Dans Les oubliés, le romancier américain met en scène un avocat qui bataille pour arracher ses clients aux couloirs de la mort. Un nouveau thriller judiciaire au réalisme glaçant…
Holmes, Maigret, Poirot, Columbo… Des inspecteurs, des commissaires, à la rigueur des détectives. Longtemps, il n’y en a eu que pour eux ! Et rien, ou si peu, pour ceux qui portent la robe. Puis, John Grisham est arrivé. Avec La Firme, publié en 1991, il signe son premier best-seller international et opère un basculement littéraire. Suivent L’affaire Pélican et Le client, tous adaptés par Hollywood quelques années plus tard. À chaque fois, des magistrats, des avocats ou des juristes y tiennent le haut de l’affiche.
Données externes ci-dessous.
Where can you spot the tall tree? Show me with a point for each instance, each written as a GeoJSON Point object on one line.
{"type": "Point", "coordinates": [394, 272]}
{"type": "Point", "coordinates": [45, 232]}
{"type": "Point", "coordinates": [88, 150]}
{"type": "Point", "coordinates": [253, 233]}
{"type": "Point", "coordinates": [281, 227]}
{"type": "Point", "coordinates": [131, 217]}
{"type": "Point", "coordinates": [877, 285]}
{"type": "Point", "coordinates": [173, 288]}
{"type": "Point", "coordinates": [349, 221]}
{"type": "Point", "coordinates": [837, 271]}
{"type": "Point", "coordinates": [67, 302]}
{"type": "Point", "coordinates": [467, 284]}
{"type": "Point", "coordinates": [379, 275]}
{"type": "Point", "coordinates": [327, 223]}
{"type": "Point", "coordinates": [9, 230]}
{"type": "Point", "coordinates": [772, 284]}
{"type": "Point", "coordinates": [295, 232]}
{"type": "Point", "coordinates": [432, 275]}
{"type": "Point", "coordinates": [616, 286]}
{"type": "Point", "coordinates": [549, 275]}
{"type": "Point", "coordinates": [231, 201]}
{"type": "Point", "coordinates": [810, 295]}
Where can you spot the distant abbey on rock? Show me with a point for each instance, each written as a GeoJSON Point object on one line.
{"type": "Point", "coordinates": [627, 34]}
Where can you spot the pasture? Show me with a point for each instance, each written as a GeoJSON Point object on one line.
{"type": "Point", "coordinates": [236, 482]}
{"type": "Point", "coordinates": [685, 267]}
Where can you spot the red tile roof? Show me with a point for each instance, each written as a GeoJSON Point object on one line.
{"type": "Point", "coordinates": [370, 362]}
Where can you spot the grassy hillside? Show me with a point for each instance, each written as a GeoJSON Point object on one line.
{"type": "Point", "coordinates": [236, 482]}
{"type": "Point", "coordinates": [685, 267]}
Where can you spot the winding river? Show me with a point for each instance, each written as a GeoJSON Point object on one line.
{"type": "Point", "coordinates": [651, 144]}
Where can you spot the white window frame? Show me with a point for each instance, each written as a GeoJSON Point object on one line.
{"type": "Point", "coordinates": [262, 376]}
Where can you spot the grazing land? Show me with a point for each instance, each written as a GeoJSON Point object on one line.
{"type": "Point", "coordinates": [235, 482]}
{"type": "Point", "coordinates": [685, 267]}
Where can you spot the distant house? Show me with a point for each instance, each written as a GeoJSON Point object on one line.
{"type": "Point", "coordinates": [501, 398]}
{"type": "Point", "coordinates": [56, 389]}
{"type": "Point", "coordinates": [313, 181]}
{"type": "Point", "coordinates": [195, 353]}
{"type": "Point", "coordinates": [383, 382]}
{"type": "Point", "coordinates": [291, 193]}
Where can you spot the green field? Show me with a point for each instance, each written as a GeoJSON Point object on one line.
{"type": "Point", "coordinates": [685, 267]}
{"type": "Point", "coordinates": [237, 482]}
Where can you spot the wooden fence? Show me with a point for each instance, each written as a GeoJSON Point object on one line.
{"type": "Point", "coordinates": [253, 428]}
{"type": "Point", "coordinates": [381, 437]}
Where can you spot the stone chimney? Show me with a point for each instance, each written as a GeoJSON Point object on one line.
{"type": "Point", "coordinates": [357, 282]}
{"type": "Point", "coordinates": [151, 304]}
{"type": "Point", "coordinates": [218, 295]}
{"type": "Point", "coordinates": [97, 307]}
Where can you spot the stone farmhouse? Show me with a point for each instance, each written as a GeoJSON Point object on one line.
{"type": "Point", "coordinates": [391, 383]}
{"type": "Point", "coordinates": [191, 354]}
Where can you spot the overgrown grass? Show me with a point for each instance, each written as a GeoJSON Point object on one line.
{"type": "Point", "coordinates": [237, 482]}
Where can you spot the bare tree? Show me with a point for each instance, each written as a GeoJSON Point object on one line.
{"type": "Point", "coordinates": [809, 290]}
L’Américain a réussi à faire d’eux les héros d’un nouveau genre : le thriller judiciaire.
Ce n’est pas le fait du hasard. Dans les années 80, l’écrivain a lui-même plaidé devant les tribunaux. Se qualifiant d’ « avocat de la rue », il est alors habitué aux dossiers difficiles où les accusés ont rarement de quoi payer leur défense. Démocrate, publiquement opposé à la guerre en Irak et à l’administration Bush, les engagements de l’ancien homme de loi transparaissent souvent dans ses romans. Son dernier, Les oubliés, s’ouvre sur une saisissante plongée dans les couloirs de la mort américains. Condamné à la peine capitale, Duke Russel se fait servir son dernier repas dans une cellule sordide de l’Alabama. À ses côtés, l’avocat Cullen Post. Convaincu de l’innocence de son client, il tente d’obtenir un ultime recours pour ajourner la sentence.
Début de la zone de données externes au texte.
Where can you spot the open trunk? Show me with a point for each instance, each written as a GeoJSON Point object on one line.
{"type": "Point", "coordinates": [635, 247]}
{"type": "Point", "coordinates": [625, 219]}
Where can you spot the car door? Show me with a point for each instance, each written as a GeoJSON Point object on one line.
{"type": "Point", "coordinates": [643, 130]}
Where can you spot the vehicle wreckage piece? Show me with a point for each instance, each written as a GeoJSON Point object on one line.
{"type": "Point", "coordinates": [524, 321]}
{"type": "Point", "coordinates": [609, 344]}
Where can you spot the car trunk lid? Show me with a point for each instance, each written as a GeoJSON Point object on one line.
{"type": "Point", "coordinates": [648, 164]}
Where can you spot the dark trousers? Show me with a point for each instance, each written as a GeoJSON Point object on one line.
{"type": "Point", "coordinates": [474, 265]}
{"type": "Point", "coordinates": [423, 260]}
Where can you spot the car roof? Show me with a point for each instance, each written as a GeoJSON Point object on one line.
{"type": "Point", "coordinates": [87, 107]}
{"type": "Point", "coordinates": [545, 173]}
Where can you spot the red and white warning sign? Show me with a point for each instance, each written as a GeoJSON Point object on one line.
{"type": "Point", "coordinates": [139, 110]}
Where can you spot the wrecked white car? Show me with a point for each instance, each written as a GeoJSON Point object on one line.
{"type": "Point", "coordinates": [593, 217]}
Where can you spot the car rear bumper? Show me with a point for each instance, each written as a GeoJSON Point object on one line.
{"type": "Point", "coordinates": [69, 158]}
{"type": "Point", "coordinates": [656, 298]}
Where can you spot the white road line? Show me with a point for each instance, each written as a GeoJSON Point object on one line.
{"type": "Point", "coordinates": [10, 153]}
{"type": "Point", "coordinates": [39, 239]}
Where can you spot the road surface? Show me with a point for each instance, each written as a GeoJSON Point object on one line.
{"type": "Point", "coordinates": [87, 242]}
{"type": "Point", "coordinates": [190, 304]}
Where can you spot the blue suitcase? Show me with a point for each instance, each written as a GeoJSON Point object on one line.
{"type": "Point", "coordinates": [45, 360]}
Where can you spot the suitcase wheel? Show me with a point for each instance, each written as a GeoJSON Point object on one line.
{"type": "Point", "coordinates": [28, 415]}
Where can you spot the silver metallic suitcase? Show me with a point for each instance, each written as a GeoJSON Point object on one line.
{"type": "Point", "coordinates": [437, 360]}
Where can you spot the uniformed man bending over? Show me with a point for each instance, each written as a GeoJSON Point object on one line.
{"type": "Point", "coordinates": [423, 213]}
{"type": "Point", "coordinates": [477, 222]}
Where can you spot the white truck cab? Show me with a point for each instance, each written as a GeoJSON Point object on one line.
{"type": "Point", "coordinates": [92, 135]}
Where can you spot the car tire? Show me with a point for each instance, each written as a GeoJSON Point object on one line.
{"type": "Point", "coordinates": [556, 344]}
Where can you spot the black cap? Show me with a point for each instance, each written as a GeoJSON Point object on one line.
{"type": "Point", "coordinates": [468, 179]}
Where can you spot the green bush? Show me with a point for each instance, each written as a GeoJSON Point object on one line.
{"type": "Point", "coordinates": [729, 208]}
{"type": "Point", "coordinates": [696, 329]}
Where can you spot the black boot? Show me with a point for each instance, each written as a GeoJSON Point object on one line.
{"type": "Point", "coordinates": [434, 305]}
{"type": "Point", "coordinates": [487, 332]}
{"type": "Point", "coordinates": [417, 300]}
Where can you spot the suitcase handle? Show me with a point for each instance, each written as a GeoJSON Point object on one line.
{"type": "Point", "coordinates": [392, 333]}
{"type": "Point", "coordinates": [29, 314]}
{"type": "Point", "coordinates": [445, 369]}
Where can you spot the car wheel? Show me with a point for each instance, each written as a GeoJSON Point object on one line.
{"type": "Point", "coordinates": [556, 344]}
On est loin de la science-fiction : depuis 1977, 1531 condamnés ont été exécutés aux Etats-Unis. Plus de 150 détenus patientent dans les couloirs de la mort et 40 % d’entre eux y croupissent depuis au moins 20 ans. Originaire du Sud conservateur, Grisham a longtemps été partisan de la peine capitale avant de changer totalement d’avis. Un jour, à l’occasion de recherches pour l’écriture d’un livre, il visite un couloir de la mort du Mississippi. C’est une révélation : « Nous sommes tous d’accord sur le fait que tuer, c’est mal. Alors, pourquoi l’État aurait-il le droit de le faire ? » Depuis, il fait partie des voix abolitionnistes les plus puissantes de son pays.
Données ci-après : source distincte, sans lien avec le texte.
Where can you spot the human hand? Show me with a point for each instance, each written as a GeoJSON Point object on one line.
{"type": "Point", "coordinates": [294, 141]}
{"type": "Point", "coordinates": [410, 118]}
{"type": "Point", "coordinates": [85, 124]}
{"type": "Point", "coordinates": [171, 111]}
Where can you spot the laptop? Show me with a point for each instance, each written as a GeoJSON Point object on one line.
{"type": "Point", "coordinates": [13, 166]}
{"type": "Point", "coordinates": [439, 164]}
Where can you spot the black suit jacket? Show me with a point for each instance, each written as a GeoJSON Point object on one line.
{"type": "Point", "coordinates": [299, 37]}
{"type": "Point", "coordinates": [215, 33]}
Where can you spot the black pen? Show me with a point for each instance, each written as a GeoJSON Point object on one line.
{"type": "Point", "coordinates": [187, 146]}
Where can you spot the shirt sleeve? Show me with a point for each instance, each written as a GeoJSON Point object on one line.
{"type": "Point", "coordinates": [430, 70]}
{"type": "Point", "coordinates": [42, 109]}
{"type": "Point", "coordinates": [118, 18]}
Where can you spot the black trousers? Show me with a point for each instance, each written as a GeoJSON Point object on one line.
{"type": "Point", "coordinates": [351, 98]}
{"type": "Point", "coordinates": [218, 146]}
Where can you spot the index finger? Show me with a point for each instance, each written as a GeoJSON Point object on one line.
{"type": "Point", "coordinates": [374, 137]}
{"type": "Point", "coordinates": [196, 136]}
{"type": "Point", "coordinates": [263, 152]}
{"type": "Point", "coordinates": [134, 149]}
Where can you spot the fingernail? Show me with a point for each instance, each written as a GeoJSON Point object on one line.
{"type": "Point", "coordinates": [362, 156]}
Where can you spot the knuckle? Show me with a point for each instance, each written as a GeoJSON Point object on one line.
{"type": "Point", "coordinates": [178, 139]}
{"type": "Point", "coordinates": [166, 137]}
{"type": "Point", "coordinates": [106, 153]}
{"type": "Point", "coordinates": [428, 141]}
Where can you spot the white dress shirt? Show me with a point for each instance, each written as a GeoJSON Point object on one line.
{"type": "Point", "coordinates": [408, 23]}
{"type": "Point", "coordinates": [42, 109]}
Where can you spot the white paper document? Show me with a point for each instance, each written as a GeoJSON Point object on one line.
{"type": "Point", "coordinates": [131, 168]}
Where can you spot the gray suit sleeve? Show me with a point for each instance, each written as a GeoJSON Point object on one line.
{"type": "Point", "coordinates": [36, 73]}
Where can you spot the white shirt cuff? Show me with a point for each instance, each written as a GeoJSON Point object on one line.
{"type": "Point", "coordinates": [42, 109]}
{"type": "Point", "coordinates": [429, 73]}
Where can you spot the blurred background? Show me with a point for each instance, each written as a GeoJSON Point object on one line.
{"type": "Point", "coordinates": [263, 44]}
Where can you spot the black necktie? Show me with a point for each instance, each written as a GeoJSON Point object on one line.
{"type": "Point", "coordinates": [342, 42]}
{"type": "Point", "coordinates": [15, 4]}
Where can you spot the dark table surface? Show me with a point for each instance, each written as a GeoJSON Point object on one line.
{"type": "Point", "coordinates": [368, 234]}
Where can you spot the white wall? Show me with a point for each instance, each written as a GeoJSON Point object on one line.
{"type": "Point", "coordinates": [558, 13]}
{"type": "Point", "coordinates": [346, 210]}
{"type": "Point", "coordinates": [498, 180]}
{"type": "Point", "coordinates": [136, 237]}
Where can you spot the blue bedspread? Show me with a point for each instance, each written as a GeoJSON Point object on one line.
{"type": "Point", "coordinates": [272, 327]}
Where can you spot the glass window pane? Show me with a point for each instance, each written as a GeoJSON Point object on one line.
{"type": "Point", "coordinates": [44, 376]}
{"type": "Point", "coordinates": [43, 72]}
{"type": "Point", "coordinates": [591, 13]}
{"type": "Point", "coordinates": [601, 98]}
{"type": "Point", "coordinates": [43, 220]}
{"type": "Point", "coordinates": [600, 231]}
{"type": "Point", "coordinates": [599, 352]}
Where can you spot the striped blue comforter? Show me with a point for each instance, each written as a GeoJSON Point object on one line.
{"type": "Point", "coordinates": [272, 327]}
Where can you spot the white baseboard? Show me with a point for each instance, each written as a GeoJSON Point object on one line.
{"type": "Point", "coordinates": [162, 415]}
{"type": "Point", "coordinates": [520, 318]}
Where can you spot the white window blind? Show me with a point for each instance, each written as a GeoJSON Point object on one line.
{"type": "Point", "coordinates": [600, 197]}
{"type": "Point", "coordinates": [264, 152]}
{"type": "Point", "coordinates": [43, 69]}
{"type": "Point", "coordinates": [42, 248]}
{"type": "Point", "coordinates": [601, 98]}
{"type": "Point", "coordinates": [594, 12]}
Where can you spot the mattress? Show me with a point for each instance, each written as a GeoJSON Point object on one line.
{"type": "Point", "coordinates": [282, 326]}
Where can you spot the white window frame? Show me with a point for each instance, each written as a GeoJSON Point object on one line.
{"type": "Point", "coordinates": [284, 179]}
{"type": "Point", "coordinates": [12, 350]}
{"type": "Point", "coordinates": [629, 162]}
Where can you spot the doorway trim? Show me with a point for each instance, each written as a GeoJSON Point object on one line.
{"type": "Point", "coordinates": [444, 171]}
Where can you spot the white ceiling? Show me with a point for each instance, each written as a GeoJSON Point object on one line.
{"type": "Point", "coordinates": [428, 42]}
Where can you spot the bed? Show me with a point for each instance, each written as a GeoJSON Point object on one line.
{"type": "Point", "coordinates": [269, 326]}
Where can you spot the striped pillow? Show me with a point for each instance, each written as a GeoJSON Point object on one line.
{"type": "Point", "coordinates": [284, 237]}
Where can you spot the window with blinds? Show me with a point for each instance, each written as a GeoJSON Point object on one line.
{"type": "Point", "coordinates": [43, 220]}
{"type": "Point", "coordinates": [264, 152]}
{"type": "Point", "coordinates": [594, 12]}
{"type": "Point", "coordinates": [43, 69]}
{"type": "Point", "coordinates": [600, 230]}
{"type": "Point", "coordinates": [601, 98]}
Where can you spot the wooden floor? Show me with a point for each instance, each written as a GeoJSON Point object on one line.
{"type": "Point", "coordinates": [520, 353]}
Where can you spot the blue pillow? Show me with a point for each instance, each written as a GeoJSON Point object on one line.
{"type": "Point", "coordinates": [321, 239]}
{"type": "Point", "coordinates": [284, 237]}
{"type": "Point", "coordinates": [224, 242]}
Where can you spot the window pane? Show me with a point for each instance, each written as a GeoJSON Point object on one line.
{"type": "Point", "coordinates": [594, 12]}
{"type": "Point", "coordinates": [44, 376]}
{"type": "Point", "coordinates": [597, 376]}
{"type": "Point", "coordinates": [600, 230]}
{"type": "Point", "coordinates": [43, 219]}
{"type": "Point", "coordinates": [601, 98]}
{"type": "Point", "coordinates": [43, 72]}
Au-delà de ce combat personnel, dans Les oubliés l’écrivain livre une description acerbe des arcanes judiciaires. Shérifs incompétents ou corrompus, experts bidons et témoins manipulables… Les lacunes de la Justice ont souvent des conséquences tragiques. Pour ce roman, John Grisham s’est d’ailleurs inspiré de faits réels, et notamment du travail des Centurion Ministeries qui luttent quotidiennement contre les erreurs judiciaires. À ce jour, comme l’écrit l’auteur « 73 personnes doivent leur liberté » à cette association et à son fondateur James McCloskey, ancien aumônier de prison. Le héros de papier Cullen Post des Oubliés est lui-même pasteur en plus de sa qualité d’avocat. Et il devra garder la foi s’il veut réussir à faire sortir ses clients de la machination judiciaire dans laquelle ils sont tombés... Entre plaidoyer à charge et thriller haletant, Grisham reste le meilleur défenseur d’une certaine idée de la justice.